Copper tumbled the most in almost six years as it followed other metals lower amid a collapse in commodities.
Lower energy costs and demand weakness amid worse-than-expected economic data in China are driving prices down, according to Goldman Sachs Group Inc. Consumption in the world’s biggest user will grow at the slowest pace since at least 2009, Deutsche Bank AG estimates. Prices slumped as much as 8.6 percent in London today and fell by the daily limit in Shanghai.
Commodities have sunk to the lowest level in more than 12 years, led by a rout in energy prices, after a decade-long bull market led producers to boost output and a stronger dollar diminished their allure to investors. Oil’s 60 percent decline since last year’s peak is cutting costs for mining companies and bolstering speculation the glut will worsen. Copper is the worst performing non-energy raw material this year on the Bloomberg Commodity Index (BCOM), which fell to the lowest since August 2002.

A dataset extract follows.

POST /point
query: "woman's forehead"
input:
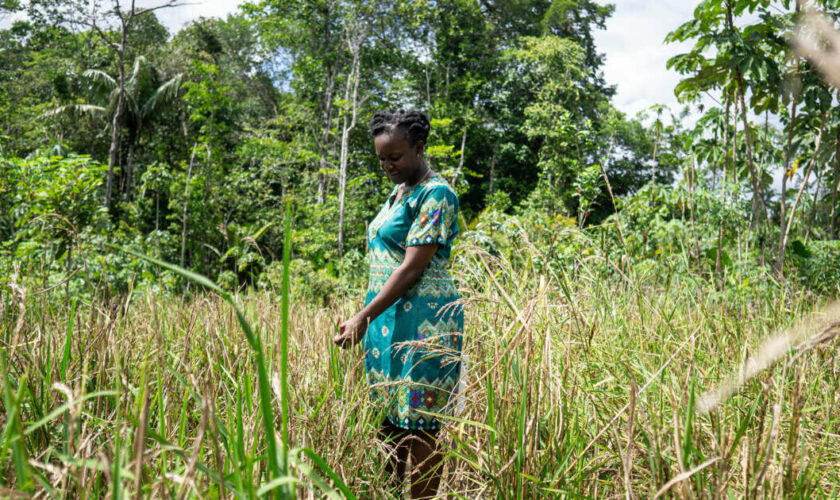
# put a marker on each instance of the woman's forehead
(390, 142)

“People have seen oil prices decline so much and now they’re targeting other commodities,” Ivan Szpakowski, an analyst at Citigroup Inc. in Hong Kong, said in an interview with Bloomberg TV today. Copper is falling faster than most other commodities because “it’s the one that is played by the macro investors and by people who are looking at the broader picture rather than commodity fundamentals.”